Oral Antithrombotic Agents for the Prevention of Stroke in Nonvalvular Atrial Fibrillation: A Science Advisory for Healthcare Professionals From the American Heart Association/American Stroke Association
The following are 10 points to remember about this science advisory:
1. The rate of stroke among adults with atrial fibrillation (AF) varies widely, ranging between 1% and 20% annually (mean 4.5% per year), depending on comorbidities and a patient’s history of prior cerebrovascular events.
2. Warfarin (Class I; Level of Evidence A), dabigatran (Class I; Level of Evidence B), apixaban (Class I; Level of Evidence B), and rivaroxaban (Class IIa; Level of Evidence B) are all indicated for the prevention of first and recurrent stroke in patients with nonvalvular AF. The selection of an antithrombotic agent should be individualized on the basis of risk factors, cost, tolerability, patient preference, potential for drug interactions, and other clinical characteristics, including time in international normalized ratio therapeutic range if the patient has been taking warfarin.
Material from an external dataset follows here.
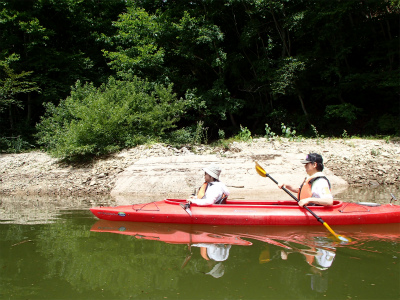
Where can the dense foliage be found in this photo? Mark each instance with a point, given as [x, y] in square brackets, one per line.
[326, 65]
3. Because there are no data to support the use of dabigatran in patients with more severe renal failure, dabigatran is not recommended in patients with a creatinine clearance (CrCl) <15 ml/min (Class III; Level of Evidence C).
4. Apixaban 5 mg twice daily is a relatively safe and efficacious alternative to warfarin in patients with nonvalvular AF deemed appropriate for vitamin K antagonist therapy who have at least one additional risk factor and no more than one of the following characteristics: age ≥80 years, weight ≤60 kg, or serum creatinine ≥1.5 mg/dl (Class I; Level of Evidence B).
5. Apixaban should not be used if the CrCl is <25 ml/min.
6. In patients with nonvalvular AF who are at moderate to high risk of stroke (prior history of transient ischemic attack, stroke, or systemic embolization or ≥2 additional risk factors), rivaroxaban 20 mg/d is reasonable as an alternative to warfarin (Class IIa; Level of Evidence B).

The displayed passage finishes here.